Part 03: Natural Language Processing and Bots

The primary interaction between people is using natural language -- be it in spoken or written form. When interacting with computer systems and data, using natural language offers many new opportunities, for example, as an alternative modality or in the context of a multimodal UI. In this session, we examine where natural language processing can be used to improve human-computer interaction. We further discuss the main challenges when moving from a graphical user interface to a text or speech-based interaction model. First, we look at basic approaches of processing natural language text (e.g., tokenization, normalization, lemmatization, named-entity recognition). We then discuss and explain the usage of algorithms that can discover topics and concepts in texts, summarizing texts (to different lengths), and identify the sentiment of a text or phrase. We conclude this by exploring chatbots and their applications. In the practical session, we introduce different libraries and toolboxes.

Lecture Slides
Jupyter Notebook ZIP

Part 04: Intelligent Text Input and Optimization

This module demonstrates how computational methods can be used to personalize and adapt user interfaces to individual users, based on observed user behavior. Building on this, we further introduce methods to infer user intention from such personalized behavior models. In particular, we introduce a probabilistic perspective on these aspects and take modern "smart" mobile keyboards as a concrete application context. Within this context, we particularly examine two problems to be addressed with computational methods, which cover both design time and use: First, we apply computational optimization to the classic problem of keyboard layouting, which involves basic HCI models to inform navigation of a formalized design space towards an "optimal" design solution. Second, we apply probabilistic modeling and inference to keyboard decoding, that is, working out what a user intended to type, even if they do so very sloppily. Here, we will cover a range of modern keyboard features, including key penalization, auto-correction, and word prediction.

Instructors:

Albrecht Schmidt

LMU Munich

Albrecht Schmidt is a full professor for Human Centered Ubiquitous Media in the Computer Science Department at LMU Munich. The focus of his work is on novel user interfaces to enhance and amplify human cognition. He is working on interaction techniques and intelligent interactive systems in the context of ubiquitous computing. In 2018 he was elected to the ACM CHI Academy.

Sven Mayer

LMU Munich

Sven Mayer is an assistant professor for HCI at the LMU Munich.

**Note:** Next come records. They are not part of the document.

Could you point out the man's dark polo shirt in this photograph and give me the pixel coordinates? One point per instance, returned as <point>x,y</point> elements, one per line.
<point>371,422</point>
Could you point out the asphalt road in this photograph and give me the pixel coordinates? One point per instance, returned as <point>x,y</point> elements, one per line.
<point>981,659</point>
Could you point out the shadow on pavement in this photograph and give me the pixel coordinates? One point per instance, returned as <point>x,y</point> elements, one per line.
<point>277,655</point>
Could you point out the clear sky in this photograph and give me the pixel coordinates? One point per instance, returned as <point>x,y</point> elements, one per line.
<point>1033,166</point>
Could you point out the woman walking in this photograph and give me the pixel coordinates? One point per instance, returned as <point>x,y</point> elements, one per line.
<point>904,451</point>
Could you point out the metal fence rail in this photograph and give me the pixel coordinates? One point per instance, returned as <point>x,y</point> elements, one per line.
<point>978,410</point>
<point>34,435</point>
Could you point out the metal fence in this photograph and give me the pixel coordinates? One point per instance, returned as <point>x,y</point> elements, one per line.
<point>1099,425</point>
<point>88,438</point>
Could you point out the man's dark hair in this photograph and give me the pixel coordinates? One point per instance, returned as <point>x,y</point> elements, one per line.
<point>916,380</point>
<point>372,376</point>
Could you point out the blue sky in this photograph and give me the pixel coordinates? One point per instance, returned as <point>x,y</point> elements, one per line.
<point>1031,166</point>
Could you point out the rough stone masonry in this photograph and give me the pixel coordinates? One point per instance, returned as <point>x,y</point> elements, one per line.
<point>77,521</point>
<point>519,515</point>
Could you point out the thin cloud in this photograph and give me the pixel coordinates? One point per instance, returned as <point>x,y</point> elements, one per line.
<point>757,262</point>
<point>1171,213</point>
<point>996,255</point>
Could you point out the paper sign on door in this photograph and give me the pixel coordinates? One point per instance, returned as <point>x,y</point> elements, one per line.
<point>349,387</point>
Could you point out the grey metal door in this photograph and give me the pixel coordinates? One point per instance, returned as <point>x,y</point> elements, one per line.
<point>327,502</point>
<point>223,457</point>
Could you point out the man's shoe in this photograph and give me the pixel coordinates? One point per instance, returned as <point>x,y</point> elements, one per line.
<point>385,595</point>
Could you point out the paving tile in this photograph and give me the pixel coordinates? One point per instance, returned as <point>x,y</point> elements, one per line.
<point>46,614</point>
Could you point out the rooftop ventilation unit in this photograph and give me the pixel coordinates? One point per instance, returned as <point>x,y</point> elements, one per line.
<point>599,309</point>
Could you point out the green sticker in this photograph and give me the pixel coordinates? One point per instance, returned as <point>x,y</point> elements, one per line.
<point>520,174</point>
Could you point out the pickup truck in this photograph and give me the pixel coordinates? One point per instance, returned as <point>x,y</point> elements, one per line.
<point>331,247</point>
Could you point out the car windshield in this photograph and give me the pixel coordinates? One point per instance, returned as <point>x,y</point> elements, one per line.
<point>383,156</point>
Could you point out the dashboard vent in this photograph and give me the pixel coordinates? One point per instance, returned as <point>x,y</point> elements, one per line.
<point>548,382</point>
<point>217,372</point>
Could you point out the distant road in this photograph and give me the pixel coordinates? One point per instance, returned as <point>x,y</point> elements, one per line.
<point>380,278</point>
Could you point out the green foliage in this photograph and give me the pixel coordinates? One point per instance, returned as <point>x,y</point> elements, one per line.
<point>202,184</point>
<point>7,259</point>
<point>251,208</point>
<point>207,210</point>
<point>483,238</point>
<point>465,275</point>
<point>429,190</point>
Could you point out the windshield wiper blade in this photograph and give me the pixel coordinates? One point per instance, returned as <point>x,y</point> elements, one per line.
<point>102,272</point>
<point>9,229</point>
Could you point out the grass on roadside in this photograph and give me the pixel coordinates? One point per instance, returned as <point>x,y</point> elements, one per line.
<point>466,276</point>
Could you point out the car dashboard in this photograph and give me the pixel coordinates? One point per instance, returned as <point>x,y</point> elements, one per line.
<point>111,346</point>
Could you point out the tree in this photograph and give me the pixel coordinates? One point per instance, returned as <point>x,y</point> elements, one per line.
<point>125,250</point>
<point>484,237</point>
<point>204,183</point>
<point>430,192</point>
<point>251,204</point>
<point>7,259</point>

Prior to that, he was a postdoctoral researcher at the Carnegie Mellon University in the Future Interfaces Group and received his Ph.D. from the University of Stuttgart in 2018. He uses machine learning tools to design, build, and evaluate future human-centered interfaces in his research. This allows him to focus on hand- and body-aware interactions in contexts, such as mobile scenarios, augmented and virtual reality, and large displays.

Daniel Buschek

University of Bayreuth

Daniel Buschek leads a junior research group at the intersection of Human-Computer Interaction and Machine Learning / Artificial Intelligence at the University of Bayreuth, Germany. Previously, he worked at the Media Informatics Group at LMU Munich, where he had also completed his doctoral studies, including research stays at the University of Glasgow, UK, and Aalto University, Helsinki. In his research, he combines HCI and AI to create user interfaces that enable people to use digital technology in more effective, efficient, expressive, explainable, and secure ways.